Buying Private Data without Verification

Arpita Ghosh, Katrina Ligett, Aaron Roth, Grant Schoenebeck

[arXiv]

We consider the problem of designing a survey to aggregate non-verifiable information from a privacy-sensitive population: an analyst wants to compute some aggregate statistic from the private bits held by each member of a population, but cannot verify the correctness of the bits reported by participants in his survey. Individuals in the population are strategic agents with a cost for privacy, ie, they not only account for the payments they expect to receive from the mechanism, but also their privacy costs from any information revealed about them by the mechanism's outcome---the computed statistic as well as the payments---to determine their utilities. How can the analyst design payments to obtain an accurate estimate of the population statistic when individuals strategically decide both whether to participate and whether to truthfully report their sensitive information?
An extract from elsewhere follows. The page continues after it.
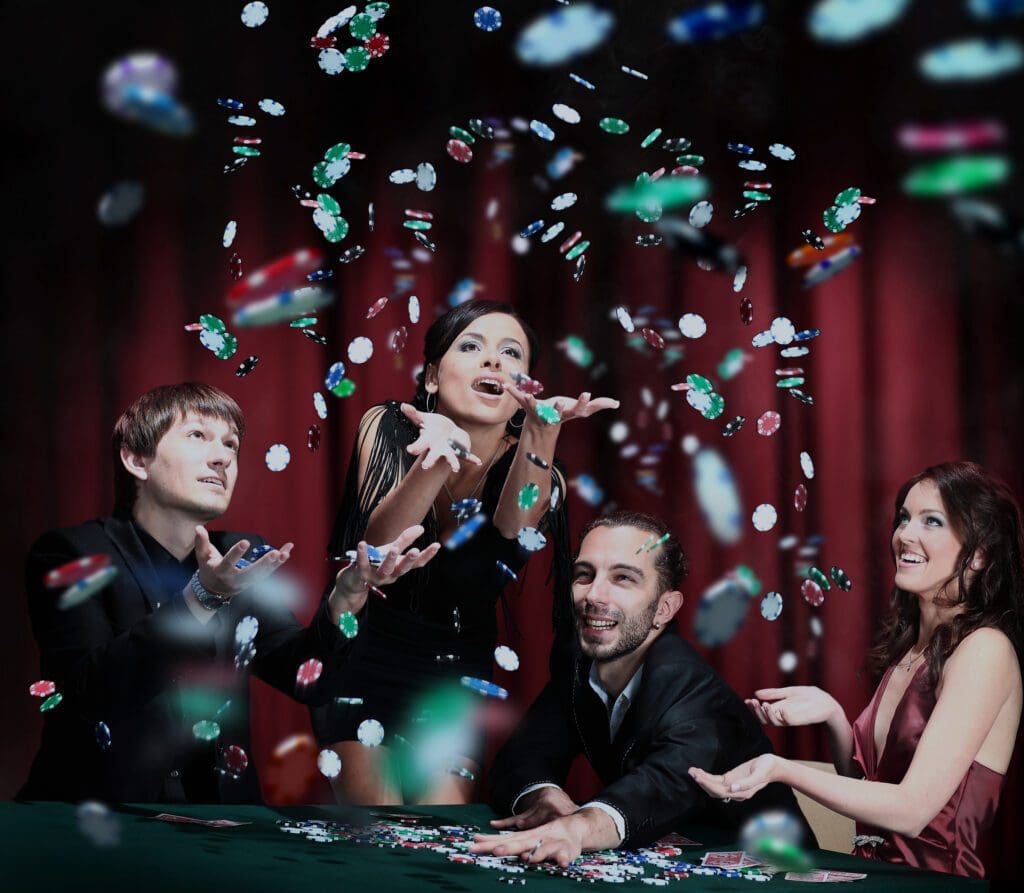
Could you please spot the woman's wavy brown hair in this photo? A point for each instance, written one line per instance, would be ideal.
(986, 519)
We design a differentially private peer-prediction mechanism that supports accurate estimation of the population statistic as a Bayes-Nash equilibrium in settings where agents have explicit preferences for privacy. The mechanism requires knowledge of the marginal prior distribution on bits, but does not need full knowledge of the marginal distribution on the costs, instead requiring only an approximate upper bound. Our mechanism guarantees differential privacy to each agent against any adversary who can observe the statistical estimate output by the mechanism, as well as the payments made to the n-1 other agents. Finally, we show that with slightly more structured assumptions on the privacy cost functions of each agent, the cost of running the survey goes to 0 as the number of agents diverges.